Ambon, Tual News – Ketua DPRD Maluku Benhur Watubun menilai kaum perempuan dari dua komunitas di Kota Tual, Maluku bisa meredam provokasi yang menyebabkan meluasnya konflik di kota setempat.

“Kami salut dengan peran para ibu lewat gerakan spontanitas meminta penghentian konflik yang terjadi antara dua kelompok masyarakat di Kota Tual antara yang pro maupun kontra,” kata Ketua DPRD Maluku Benhur Watubun di Ambon, Senin (06/02/2023).
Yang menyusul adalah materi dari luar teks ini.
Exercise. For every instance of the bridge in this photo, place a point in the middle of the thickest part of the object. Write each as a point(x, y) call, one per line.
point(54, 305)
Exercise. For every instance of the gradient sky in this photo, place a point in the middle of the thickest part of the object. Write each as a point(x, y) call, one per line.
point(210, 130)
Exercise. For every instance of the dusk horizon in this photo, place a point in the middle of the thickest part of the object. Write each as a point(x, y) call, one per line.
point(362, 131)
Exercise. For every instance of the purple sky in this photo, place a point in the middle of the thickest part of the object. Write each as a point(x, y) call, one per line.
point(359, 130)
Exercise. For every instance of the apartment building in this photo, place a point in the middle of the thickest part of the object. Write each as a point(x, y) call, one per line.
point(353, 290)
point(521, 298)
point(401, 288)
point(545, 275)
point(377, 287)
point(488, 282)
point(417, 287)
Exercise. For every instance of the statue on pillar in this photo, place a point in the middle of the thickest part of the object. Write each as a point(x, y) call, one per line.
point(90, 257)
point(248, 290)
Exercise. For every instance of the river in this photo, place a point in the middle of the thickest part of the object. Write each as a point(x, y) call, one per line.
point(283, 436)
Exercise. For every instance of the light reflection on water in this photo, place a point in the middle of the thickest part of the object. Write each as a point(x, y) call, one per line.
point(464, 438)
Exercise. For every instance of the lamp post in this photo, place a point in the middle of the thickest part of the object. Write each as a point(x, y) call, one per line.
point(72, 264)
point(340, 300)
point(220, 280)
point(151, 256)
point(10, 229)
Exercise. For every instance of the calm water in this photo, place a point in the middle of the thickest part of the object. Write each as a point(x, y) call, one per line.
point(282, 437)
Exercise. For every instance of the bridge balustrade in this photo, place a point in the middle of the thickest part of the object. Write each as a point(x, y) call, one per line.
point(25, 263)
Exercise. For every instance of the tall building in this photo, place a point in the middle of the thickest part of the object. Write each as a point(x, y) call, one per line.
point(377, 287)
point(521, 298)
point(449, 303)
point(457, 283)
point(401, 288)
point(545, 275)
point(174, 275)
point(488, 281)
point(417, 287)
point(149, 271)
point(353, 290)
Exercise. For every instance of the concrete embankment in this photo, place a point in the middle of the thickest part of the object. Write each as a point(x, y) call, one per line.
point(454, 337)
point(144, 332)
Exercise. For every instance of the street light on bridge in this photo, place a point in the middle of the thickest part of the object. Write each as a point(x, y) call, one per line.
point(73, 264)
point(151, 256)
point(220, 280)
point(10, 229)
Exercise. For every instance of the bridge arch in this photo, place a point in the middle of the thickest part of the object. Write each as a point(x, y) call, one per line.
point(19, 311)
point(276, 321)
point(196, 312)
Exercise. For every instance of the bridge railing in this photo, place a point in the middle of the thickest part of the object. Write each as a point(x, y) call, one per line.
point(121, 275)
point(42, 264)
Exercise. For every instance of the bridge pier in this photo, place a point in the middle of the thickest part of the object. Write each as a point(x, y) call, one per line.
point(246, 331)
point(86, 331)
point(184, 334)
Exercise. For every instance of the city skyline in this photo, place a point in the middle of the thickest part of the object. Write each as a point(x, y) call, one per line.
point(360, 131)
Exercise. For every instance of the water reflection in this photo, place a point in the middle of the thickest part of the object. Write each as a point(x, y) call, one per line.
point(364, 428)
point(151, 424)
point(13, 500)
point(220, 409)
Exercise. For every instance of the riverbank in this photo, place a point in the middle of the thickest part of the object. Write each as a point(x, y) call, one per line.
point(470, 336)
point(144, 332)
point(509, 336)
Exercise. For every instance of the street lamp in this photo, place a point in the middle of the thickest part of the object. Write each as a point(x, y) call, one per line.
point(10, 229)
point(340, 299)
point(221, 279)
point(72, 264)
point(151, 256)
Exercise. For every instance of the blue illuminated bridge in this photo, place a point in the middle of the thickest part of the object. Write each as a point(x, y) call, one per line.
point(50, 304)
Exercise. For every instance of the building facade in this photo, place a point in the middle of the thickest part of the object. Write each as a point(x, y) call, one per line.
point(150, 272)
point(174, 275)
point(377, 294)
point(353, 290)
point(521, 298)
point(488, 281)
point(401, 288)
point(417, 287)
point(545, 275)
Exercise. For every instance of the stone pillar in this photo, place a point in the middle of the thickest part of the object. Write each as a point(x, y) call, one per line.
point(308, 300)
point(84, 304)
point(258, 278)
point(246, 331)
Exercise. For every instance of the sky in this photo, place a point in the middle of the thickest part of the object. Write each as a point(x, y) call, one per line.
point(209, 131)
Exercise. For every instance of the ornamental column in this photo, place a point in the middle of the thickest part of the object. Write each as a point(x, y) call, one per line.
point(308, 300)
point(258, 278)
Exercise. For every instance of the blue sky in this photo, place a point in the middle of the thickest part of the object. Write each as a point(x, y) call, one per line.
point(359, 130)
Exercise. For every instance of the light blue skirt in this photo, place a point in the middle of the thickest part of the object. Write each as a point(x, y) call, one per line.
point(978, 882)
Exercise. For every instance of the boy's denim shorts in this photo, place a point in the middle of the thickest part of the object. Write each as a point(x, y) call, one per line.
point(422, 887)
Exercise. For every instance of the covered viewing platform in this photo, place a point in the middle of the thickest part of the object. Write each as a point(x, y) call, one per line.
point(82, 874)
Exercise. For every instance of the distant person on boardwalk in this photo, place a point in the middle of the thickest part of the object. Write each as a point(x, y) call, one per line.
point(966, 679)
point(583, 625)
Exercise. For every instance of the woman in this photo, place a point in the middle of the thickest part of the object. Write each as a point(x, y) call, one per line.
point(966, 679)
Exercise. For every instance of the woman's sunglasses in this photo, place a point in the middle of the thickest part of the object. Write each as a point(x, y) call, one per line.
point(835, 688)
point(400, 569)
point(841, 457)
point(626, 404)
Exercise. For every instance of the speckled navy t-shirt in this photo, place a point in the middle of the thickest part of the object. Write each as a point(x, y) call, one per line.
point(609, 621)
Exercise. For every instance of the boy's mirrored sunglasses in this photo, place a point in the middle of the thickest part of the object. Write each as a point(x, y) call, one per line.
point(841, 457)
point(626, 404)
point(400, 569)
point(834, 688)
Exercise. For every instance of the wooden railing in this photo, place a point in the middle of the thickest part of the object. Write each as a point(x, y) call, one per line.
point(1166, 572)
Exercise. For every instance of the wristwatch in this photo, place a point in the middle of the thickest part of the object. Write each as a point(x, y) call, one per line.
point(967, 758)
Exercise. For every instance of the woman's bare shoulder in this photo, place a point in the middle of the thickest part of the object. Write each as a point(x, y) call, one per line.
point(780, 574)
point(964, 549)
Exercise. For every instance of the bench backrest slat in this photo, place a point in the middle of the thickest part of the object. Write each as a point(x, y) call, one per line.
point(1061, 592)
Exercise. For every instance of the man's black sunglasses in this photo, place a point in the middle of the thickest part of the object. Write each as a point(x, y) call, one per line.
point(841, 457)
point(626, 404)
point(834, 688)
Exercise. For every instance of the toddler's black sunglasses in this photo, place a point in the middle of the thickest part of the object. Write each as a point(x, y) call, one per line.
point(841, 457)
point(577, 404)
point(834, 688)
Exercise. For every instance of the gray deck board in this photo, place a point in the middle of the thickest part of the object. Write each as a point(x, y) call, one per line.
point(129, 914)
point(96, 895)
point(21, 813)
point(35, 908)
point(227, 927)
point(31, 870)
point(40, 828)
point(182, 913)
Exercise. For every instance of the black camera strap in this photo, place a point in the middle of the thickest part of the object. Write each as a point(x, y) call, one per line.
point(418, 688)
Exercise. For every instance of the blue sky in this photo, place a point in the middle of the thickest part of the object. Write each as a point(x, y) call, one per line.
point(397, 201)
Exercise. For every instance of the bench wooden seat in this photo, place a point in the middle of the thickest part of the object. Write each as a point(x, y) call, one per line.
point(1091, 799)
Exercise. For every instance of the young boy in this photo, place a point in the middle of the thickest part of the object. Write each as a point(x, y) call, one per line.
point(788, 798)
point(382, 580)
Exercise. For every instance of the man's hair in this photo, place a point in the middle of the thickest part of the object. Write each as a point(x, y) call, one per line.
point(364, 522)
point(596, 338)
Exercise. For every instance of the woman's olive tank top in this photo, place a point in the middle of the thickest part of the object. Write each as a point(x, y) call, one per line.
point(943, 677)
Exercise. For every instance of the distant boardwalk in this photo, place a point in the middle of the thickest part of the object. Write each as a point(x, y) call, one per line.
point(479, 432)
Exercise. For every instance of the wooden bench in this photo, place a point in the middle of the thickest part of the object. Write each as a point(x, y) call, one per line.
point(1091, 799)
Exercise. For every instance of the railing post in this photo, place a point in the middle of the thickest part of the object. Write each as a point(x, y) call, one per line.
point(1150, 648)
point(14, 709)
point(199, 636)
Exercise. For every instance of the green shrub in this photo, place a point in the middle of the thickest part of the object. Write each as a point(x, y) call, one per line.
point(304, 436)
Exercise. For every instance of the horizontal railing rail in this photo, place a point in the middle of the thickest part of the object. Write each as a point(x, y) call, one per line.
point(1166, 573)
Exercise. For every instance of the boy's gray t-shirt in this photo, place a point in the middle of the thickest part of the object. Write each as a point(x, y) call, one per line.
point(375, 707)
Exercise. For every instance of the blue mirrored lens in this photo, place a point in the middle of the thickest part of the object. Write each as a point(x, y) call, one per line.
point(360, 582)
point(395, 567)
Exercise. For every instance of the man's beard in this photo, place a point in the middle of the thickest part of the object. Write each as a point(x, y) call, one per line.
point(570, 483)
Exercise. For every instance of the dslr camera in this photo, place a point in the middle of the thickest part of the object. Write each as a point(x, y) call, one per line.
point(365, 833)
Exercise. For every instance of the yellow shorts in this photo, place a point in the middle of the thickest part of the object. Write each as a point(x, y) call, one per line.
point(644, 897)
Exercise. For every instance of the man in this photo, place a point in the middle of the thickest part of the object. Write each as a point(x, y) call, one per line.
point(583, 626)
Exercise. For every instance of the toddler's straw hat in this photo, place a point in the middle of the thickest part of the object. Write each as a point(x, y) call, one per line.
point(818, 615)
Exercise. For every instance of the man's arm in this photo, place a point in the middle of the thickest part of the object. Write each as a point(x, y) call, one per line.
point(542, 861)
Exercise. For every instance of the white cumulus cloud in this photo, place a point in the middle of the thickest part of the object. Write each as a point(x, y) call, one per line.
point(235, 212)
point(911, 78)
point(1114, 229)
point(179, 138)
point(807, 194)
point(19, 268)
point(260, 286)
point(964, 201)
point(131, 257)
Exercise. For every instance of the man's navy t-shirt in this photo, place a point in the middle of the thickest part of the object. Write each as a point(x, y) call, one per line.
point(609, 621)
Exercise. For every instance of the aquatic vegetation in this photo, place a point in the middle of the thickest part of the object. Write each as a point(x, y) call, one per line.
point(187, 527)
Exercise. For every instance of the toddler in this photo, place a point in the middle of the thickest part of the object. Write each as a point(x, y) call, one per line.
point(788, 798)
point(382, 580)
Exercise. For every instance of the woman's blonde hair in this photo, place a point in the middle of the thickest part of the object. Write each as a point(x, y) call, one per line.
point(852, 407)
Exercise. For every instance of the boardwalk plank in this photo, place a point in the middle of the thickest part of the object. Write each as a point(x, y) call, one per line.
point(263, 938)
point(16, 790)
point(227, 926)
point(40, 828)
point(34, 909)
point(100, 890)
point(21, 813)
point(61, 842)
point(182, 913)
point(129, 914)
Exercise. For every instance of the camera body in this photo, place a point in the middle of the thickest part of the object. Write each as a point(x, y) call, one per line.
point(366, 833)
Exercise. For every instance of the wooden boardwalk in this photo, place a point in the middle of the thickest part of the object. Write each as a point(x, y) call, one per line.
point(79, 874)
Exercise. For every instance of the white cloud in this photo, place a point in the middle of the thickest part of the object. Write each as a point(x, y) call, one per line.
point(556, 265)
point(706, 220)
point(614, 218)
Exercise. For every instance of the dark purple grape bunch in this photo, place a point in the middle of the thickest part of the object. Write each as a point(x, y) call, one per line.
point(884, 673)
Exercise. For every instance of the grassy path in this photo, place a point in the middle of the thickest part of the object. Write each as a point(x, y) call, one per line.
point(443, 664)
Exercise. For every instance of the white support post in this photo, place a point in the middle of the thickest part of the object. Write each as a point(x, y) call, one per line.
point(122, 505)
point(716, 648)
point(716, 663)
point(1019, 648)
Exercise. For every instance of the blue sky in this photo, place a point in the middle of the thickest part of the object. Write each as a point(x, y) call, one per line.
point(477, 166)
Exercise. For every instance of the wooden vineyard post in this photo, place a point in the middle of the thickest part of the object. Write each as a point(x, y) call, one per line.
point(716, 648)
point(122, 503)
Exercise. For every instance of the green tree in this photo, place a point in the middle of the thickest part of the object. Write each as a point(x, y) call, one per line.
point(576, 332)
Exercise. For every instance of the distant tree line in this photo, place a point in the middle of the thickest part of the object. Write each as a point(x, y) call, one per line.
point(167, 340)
Karena sikap orang Kei itu sangat tegas dan siap mati hanya karena dipicu persoalan batas tanah dan menghina kaum perempuan.

Menurut dia, kalau masalah ‘Sasi adat’ atau ‘Haweari di Kepulauan Kei itu melambangkan perempuan, maka bila ada orang merusak simbol adat tersebut berarti dia dianggap telah merusak harkat dan martabat kaum perempuan.

“Atau dengan kata lain telah menelanjangi kaum perempuan Kei dan sanksinya juga ada di situ,” tegasnya.

Jadi, misalkan, kalau terjadi masalah seperti itu dan kemudian secara spontan seluruh kaum perempuan bergerak berarti perempuan mengambil alih penyelesaian seluruh konflik itu supaya dia menjadi bagian yang utuh dan mendinginkan suasana.

Langkah ini terbukti efektif karena di saat konflik mau diarahkan semakin melebar lewat aksi provokator tetapi justru peranan kaum perempuan jauh lebih hebat untuk bisa meredam suasana yang memanas.

Hal ini membuktikan betapa pentingnya perempuan dalam kehiduapan masyarakat Kei.

“Terbukti konflik yang mau melebar oleh provokator, tetapi perempuan jauh lebih hebat dari pada provokator,”pungkas Watubun.